Only on Satellite 6.1, ensure further gutterball is running properly by inspecting /var/log/gutterball/gutterball.log file.

To alleviate the problem

Optionally, after/in parallel to identifying the root cause, temporarily allow qpid broker to buffer more messages from candlepin to katello (or in Sat6.1, also audit logs that candlepin sends to gutterbal) via the broker.

  • Add to /etc/qpid/qpidd.conf:
default-queue-limit=0
  • Apply the change:
service qpidd restart
  • Monitor qpidd process memory usage, since it can take a lot due to the necessity to keep in memory much more messages for the candlepin->katello (or candlepin->gutterball in Sat6.1) communication. In case it consumes too much memory, revert the change to prevent out-of-memory issues.

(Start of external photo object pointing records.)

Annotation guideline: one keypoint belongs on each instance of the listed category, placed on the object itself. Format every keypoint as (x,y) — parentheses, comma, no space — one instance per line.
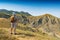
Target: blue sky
(34,7)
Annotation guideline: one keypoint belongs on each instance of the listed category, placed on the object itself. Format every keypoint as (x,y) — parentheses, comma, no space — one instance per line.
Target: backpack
(13,19)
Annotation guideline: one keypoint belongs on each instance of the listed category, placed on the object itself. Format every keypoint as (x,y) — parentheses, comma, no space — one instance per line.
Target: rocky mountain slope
(46,24)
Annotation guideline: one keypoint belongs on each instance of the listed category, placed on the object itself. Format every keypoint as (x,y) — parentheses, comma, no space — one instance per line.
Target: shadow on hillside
(30,35)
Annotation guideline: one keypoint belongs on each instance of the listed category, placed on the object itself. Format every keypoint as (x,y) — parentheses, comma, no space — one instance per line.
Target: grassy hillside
(23,32)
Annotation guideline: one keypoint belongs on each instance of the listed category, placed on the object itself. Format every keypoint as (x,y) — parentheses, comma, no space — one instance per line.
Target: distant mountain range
(47,22)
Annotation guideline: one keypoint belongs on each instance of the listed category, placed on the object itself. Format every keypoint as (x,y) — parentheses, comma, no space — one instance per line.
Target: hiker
(13,23)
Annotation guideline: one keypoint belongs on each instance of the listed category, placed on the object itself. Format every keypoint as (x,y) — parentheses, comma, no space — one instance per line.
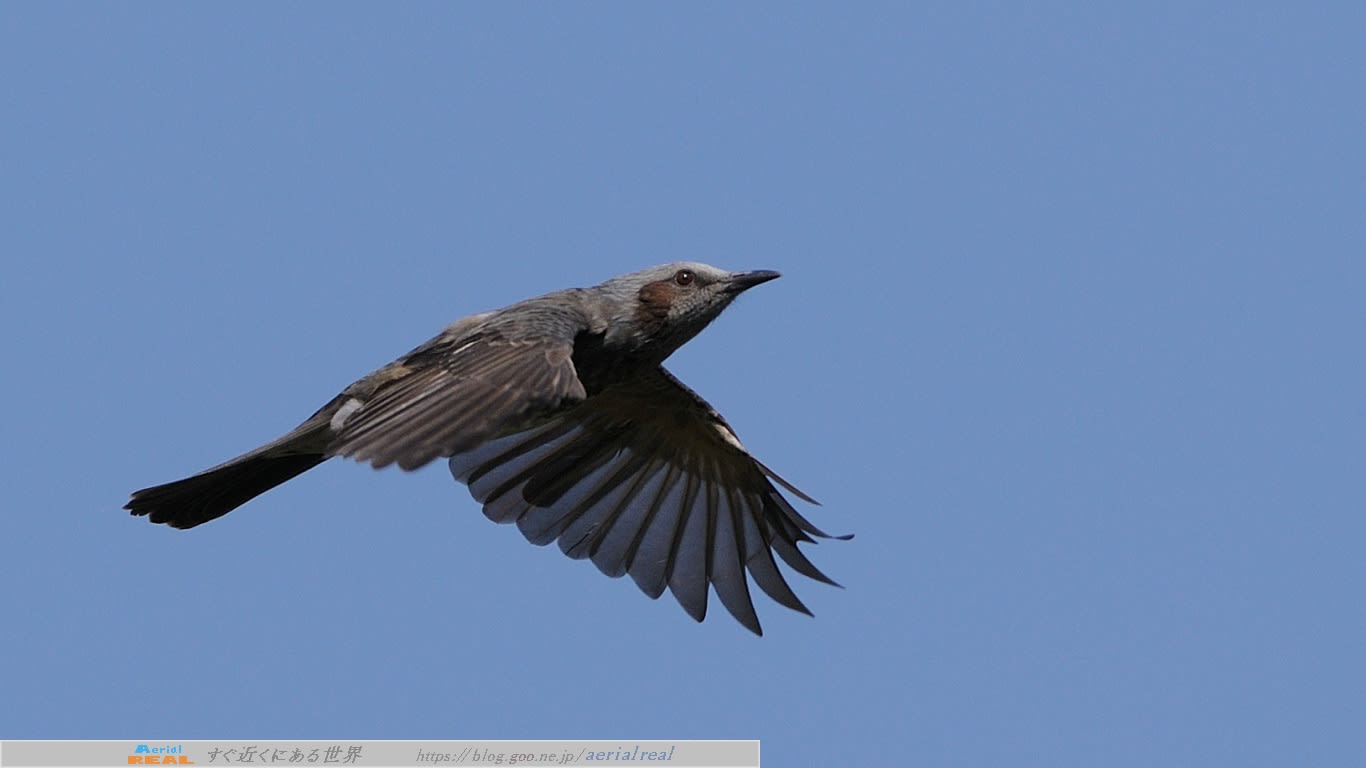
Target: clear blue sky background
(1070,336)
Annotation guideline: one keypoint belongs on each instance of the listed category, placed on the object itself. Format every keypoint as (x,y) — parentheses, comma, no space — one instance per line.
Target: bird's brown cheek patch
(656,299)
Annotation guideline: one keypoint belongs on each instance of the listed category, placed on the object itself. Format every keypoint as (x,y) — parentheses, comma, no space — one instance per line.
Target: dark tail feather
(216,492)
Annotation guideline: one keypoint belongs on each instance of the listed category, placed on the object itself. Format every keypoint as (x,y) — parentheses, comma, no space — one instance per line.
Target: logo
(160,755)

  • Monitor message depth of qpid broker queue katello_event_queue (or also $(hostname -f):event on Sat6.1) that will buffer the messages / audits from candlepin to katello (or also to gutterball on Sat6.1):

qpid-stat --ssl-certificate=/etc/pki/katello/qpid_client_striped.crt -b amqps://localhost:5671 -q katello_event_queue
qpid-stat --ssl-certificate=/etc/pki/katello/qpid_client_striped.crt -b amqps://localhost:5671 -q $(hostname -f):event

where queue-depth should be decreasing over the time. If it is not, then the root cause has not been resolved yet.

Root Cause

Candlepin failed to send subscription event to katello (or also an audit log to gutterball in Sat6.1) via qpid broker that has buffered maximal number of messages in its relevant queue. This can be caused by either foreman-tasks not running ListenOnCandlepinEvents task, (or also gutterball not working properly in Sat6.1), or candlepin sending the audits too frequently - this usually means some virt-who instance reports subscriptions status too often.

The root cause of the problem must be fixed to resolve the issue, while increasing maximal queue depth can alleviate the problem in temporarily restoring candlepin operation.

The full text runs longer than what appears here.